Research: Progesterone & Bone Health
Overview
Bone loss, leading to reduced bone mineral density (BMD) and eventually osteoporosis, is the result when osteoclast-mediated bone resorption and osteoblast-mediated bone formation become unbalanced. In the normal state, the bone is in a state of homeostasis in which bone is formed at the same rate as it is resorbed (i.e., broken down to release calcium into the bloodstream, which is a mechanism for maintaining blood calcium levels) and this is referred to as “bone turnover”. Hormones play a significant role in these processes. Progesterone has bone-forming activity by binding to receptors on the osteoblasts. This explains the decreases in spinal bone density seen in premenopausal women with low progesterone levels (see Prior 1990, below). In the Michigan Bone Health Study, those premenopausal women with the lowest bone mass had the highest rates of progesterone deficiency (see Sowers 1998 below).
The effects of progesterone and estrogen on bone are synergistic and complementary to each other, and some clinical trials have found greater increases in spinal BMD when the progestin medroxyprogesterone acetate (MPA) is added to estrogens than with estrogens alone. However, fracture risk data for conjugated equine estrogens (CEE) and CEE/MPA were not analyzed separately in the Women’s Health Initiative study, which reported a reduction in fractures with hormone therapy. The wide variation in synthetic progestins and progesterone formulations has hindered the statistical power of meta-analyses to detect the effects on BMD of the progesterone/progestin component of hormone therapy, but tibolone (a synthetic progestin widely used in Europe but not approved in the US) was shown to have similar effects on BMD to any estrogen compound in one meta-analysis (see Dören 2003). At the time of the menopausal transition, the rate of bone turnover is still high and so progesterone’s bone-forming effects are harder to see. However, longer term studies of progesterone treatment, currently in progress, may further confirm the benefit of this hormone for maintenance of bone density after the first few years following the onset of menopause.
Research
- Dören M, Nilsson J-A, Johnell O. Effects of specific post-menopausal hormone therapies on bone mineral density in post-menopausal women: a meta-analysis.
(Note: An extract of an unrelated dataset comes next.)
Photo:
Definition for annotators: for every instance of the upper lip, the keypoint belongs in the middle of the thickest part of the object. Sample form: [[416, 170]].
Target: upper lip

Human Reprod 2003; 18(8):1737-1746.
- Liang M, Liao EY, Xu X, Luo XH, Xiao XH. Effects of progesterone and 18-methyl levonorgestrel on osteoblastic cells. Endocr Res . 2003 Nov;29(4):483-501.
The authors evaluated in this study the effects of progesterone (P4) and levonorgestrel (LNG) on markers of bone growth, utilizing normal human osteoblasts as well as the osteosarcoma cell line, MG-63. Their study found that, compared with placebo, both P4 and LNG increased the proliferation and differentiation of human osteoblasts through osteocalcin gene transcription.
- Sowers M, Randolph JF Jr, Crutchfield M, Jannausch ML, Shapiro B, Zhang B, La Pietra M. Urinary ovarian and gonadotropin hormone levels in premenopausal women with low bone mass. J Bone Miner Res 1998; 13(7):1191-202.
- Prior JC, Vigna Y, Alojado N. Progesterone and the prevention of osteoporosis. Canadian Journal of Obstetrics/Gynecology and Women’s Health Care 1991; 3(4):178-84.
In this review article, the authors propose that cyclic progesterone both prevents bone loss and acts as a bone-builder. The studies discussed focus on abnormal menstrual cycles as an important risk factor for osteoporotic fractures. Their conclusion is that the first step in preventing osteoporosis is treating ovulation disorders.
- Prior JC, Vigna YM, Schecter MI, Burgess AE. Spinal bone loss and ovulatory disturbances. New England Journal of Medicine 1990; 323(18):1221-7.
A review of the available data indicates that progesterone acts to promote bone metabolism. It appears to be independent of estrogen by either acting directly at progesterone receptors, or indirectly through competition at glucocorticoid receptors in the osteoblasts.
- Prior JC. Progesterone as a bone-trophic hormone. Endocr Rev 1990; 11(2):386-98.
- Lee JR. Osteoporosis reversal; the role of progesterone. International Clinical Nutrition Review 1990;10(3):384-91.
Transdermal progesterone supplementation with and without conjugated estrogens was evaluated in a clinical setting using 100 women aged 38 to 83 years. The average time from onset of menopause was 16 years. 63 women were followed for three years with dual photon absorptiometry. Treatment also included dietary changes, nutritional supplements, and exercise. All individuals followed showed an increase in bone mineral density over the three years, with the greatest increase occurring in the first year. There was no difference noted between estrogen/progesterone and progesterone only groups. Subjective changes included increased libido, diminished hot flushes, reduced joint pain, and increased mobility and energy. No side effects were noted during treatment protocol.